Avec User le bleu, Murièle Modély ne métaphorise ni les gestes ni les discours qui font courber l'échine au bureau ou ailleurs. Du collègue de base jusqu'au N+1 chapeauté par son N+2 les yeux rivés sur les objectifs à atteindre." On ne demande pas au chef / d'avoir de l'empathie / mais de trancher / dans le vif / du sujet "
" le chef demande au chef des acronymes / des mots pompeux / des mots suffisamment grands pour déborder des dents / qui brillent "
Mais il y a des accrocs sur le tapis roulant de la production des signes. Tel petit cadre porte un pull taché et son visage est rouge. Une "big chef" a un ourlet défaillant à son pantalon. Autant de désordres minuscules à mettre en miroir avec les déchets humains* du libéralisme économique.

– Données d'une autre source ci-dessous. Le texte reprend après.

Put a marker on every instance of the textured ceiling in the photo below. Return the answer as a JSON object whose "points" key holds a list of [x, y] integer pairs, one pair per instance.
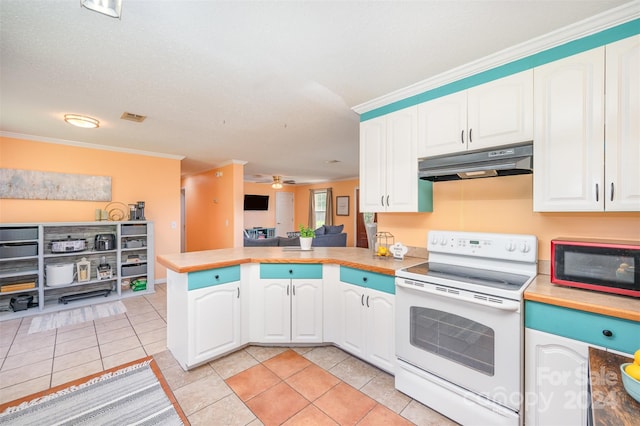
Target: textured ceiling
{"points": [[267, 82]]}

La résignation, "je savais cette année encore que je ne mordrais pas", n'évite pas loin s'en faut l'exclusion. Une fille pleure en silence dans le métro car elle devine que les voyageurs ne veulent surtout pas l'entendre. Un homme témoigne de son existence à sept euros par jour et de son inquiétude à se présenter en jean élimé pour un énième entretien d'embauche. Cependant que dans une ville touristique, des glaneurs statufiés sous le soleil espèrent un euro par-ci par-là...
La langue de Murièle Modély, pudique même quand elle est crue, ne tombe jamais dans le misérabilisme et l'usure du bleu ne vient pas totalement à bout du bleu du ciel. Elle cite Thomas Vinau : "Il suffirait de ne plus injecter / toute cette peur / dans tes veines". Des mots qui soignent sont peut-être trouvables, en arrachant par exemple les mauvaises herbes du jardin. Toutes les herbes.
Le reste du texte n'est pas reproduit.